Rome Italy’s Most Iconic Attractions

Rome Attractions 2024

If you’re looking for the perfect holiday destination this summer, look no further than the amazing cities Italy has to offer. Italy is a spectacular country, and it’s easy to see why so many people flock there each year.

Whether you’re looking to go on a short weekend break, or a longer family holiday, Italy has it all, not least a fantastic climate. Furthermore, the country is also home to stunning stretches of coastline, so if you’re in the market for a tan, you’ll have plenty of beaches to choose from. Italy is a hub for historic architecture, art, sport, music and food, and if you’re a tourist that likes to do a bit of sightseeing, then here are some of the best spots to get your camera out.
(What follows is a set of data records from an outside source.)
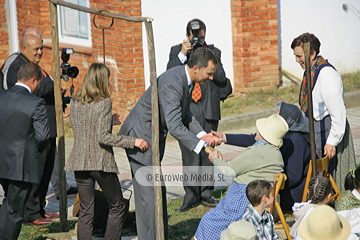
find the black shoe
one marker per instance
(185, 207)
(211, 200)
(70, 191)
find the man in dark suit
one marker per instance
(31, 50)
(174, 86)
(23, 135)
(205, 106)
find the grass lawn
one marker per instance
(30, 232)
(266, 99)
(183, 225)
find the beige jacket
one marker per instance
(93, 141)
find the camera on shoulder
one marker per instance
(195, 41)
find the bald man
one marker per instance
(31, 50)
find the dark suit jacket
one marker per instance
(23, 128)
(175, 116)
(210, 92)
(45, 91)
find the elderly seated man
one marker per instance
(295, 152)
(260, 161)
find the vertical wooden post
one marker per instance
(155, 132)
(310, 106)
(59, 116)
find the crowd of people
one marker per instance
(190, 91)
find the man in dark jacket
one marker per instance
(205, 106)
(31, 50)
(23, 135)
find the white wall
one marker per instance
(338, 32)
(169, 25)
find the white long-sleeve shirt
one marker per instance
(328, 99)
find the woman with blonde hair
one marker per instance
(92, 157)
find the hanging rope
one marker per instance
(102, 28)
The city of Rome is not only the old Roman Empire, it carries the vestige of many epochs, the medieval, the Renaissance, baroque and so on. The perfect city to spend few days s​urrounded by history.

Wondering through Rome is like a time travel, a trip rich in fascination and atmosphere that attracts millions of tourists from everywhere in the world.

The Rome monuments represent the higher and obvious sign of its history. Amazing symbols and testimony of the ancient Roman Empire. Masterpieces of architectural engineering, such the Colosseum, Sant’Angel Castle, the Pantheon, to take those just most famous.

Famous monuments in Rome

The monuments of ancient Rome are studied all over the world! You’ll be spoiled for choice in the city, which has over 50 major Roman landmarks to explore. When you visit these wonders, you will feel a connection to an empire that spanned Europe, Africa, and western Asia.

Altare Della Patria

Piazza Venezia

Among the most famous of Rome, the Altare Della Patria (Altar of the Country) is one of the most visited. From 1921 it guards the spoils of the Unkown Soldier.

Today it represents the memorial par excellence of the Italian unity and its freedom. The true purpose of this monument was to bring together symbolically all Italy through the use of sculpture group such Thought, Action, Concord, Strength, Rights.

Rome Altare Della Patria

The work to edify the Altare Della Patria started in 1885 and ended in 1888. The also called “Vittoriano” shows itself as a mighty building, with 81 meters of a height and 135 of width.

The monument can be subdivided into 4 main elements: the stairway, the front porch, the columns and two propylaea on both sides.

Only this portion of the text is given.